Ad oggi, sono ben 16 le sottozone della DOC Romagna Sangiovese, a riprova della grandezza di questa terra che ha creduto nella necessità di fare del suo vitigno principe un faro di comunicazione.
Terroir di Romagna
«Sua Maestà il sangiovese è un vitigno complesso, ma che sussurra», racconta Francesco Bordini, «permettendo così di dare voce al terroir, in tutte le sue variabili». L’esperimento di questa sera, seguendo questa linea di pensiero, vede una batteria di vini in cui le variabili annata (2020), vitigno (sangiovese), fermentazioni (quasi tutte spontanee) e affinamento (in acciaio o cemento per lo più, con eventuali passaggi in legno poco invasivi), sono tenute tutte il più possibile stabili, in modo da far emergere il terroir, inteso come spazio fisico, composizione pedologica, clima, microclima e fattore umano.
Prima di addentrarci nell’approfondimento di queste linee di demarcazione, è bene ricordare che esistono tre grandi famiglie di sangiovese: quello di Lamole - ovvero il sangiovese del Chianti per eccellenza – quello di Romagna e quello di Montalcino. «Con grande semplicità, possiamo distinguere queste varietà da due caratteri principalmente: la dimensione dell’acino e quella del grappolo» così riassume Bordini. «Lamole ha acino piccolo e grappolo piccolo, Romagna ha acino grosso e grappolo grosso mentre Montalcino ha acino grosso e grappolo piccolo». Questi elementi, lungi dall’essere solo estetici, hanno l’effetto di influenzare in modo dirompente il vino. In particolare, un acino grosso avrà meno buccia in percentuale e quindi più polpa e succo, con una sensazione tannica meno dirompente rispetto alla prevalenza del frutto.
Fino alla fine degli anni ’90 del secolo scorso il vino veniva giudicato in base alla concentrazione e all’estratto e questa valutazione, che escludeva il fruttato come pregio, ha di fatto reso la Romagna vittima di un sentimento di inferiorità rispetto alla Toscana. Questo fino all’inizio degli anni 2000, quando si è abbandonata la rincorsa allo standard toscano per ricercare una propria strada che mettesse in luce le caratteristiche intrinseche della varietà di vitigno, del clima e dei territori della Regione stessa. Qui inizia una rivoluzione, quella romagnola, che è ancora in corso e che ha visto mettere sempre più in luce il proprio DNA anche attraverso il sangiovese.
Ma partiamo dalla geologia del territorio. La Romagna ha una storia piuttosto semplice e una composizione piuttosto ordinata (soprattutto rispetto alla Toscana, per esempio) che ha stratificato i terreni in strisce parallele al mare e agli Appennini, in una progressione di ere geologiche che raggiungono il colmo “dell’anzianità” verso le montagne. I principali tipi di suolo che si sono formati e che sono caratterizzanti per la Regione sono: le terre rosse, le terre brune, le argille azzurre, le terre ocra calcaree fossilifere, la marna gessosa e la marna arenacea.

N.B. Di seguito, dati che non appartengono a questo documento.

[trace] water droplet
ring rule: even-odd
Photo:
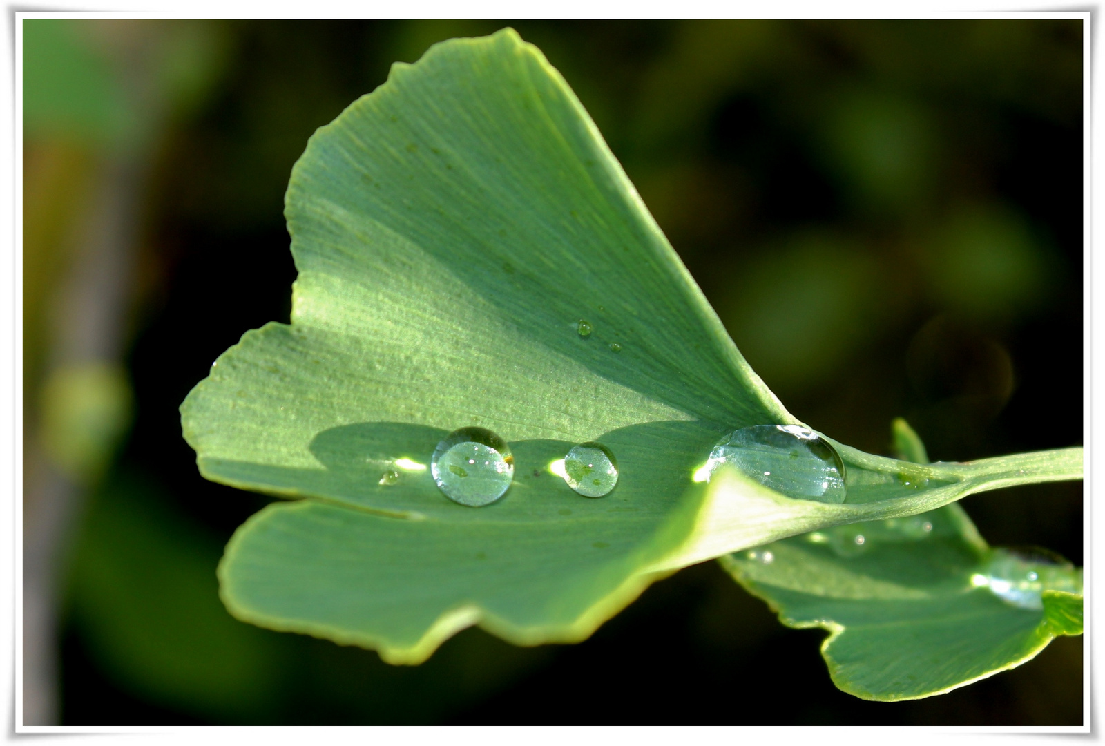
[[[709,452],[695,481],[709,481],[723,464],[789,497],[844,502],[844,462],[812,430],[793,424],[757,424],[726,435]]]
[[[916,474],[906,474],[905,472],[899,473],[897,479],[902,486],[909,487],[911,490],[920,490],[928,484],[926,477]]]
[[[970,582],[1015,607],[1042,609],[1045,590],[1081,593],[1082,570],[1046,549],[994,549]]]
[[[618,462],[604,445],[580,443],[564,458],[562,476],[569,487],[585,497],[601,497],[618,484]]]
[[[461,428],[438,443],[430,472],[451,501],[478,507],[494,503],[511,486],[514,456],[506,441],[491,430]]]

Il colore delle terre è legato al ferro, grazie al colore abbiamo anche un’indicazione sull’anzianità dei terreni: laddove troviamo delle terre rosse possiamo dire che i terreni sono geologicamente più vecchi avendo avuto il ferro più tempo a disposizione per ossidare. Non solo: proprio la presenza del ferro amplia il gusto della frutta, donando all’uva, e non solo, quell’espansione gustativa che produrrà vini estremamente fruttati. Avremo quindi vini molto fruttati da terre rosse e da terre brune dove, su quest’ultime, bisognerà rallentare la grande vigoria del vitigno accentuata da una maggiore fertilità dei terreni. Le argille azzurre (anche definite calanchi) sono suoli piuttosto giovani che vedono, oltre al ferro, anche la presenza di sodio e che donano ai vini sentori che ricordano il mare e tannini più nervosi. Le terre ocra, che caratterizzano il centro della collina romagnola, nella zona di Cesena, danno vini con una buona propensione al frutto. Le marne gessose caratterizzano suoli che tendono a scaldarsi molto in fretta, producendo vini potenti e più alcolici. Infine, le marne arenacee sono i suoli geologicamente più vecchi e poveri, che mantengono una memoria attiva del mare.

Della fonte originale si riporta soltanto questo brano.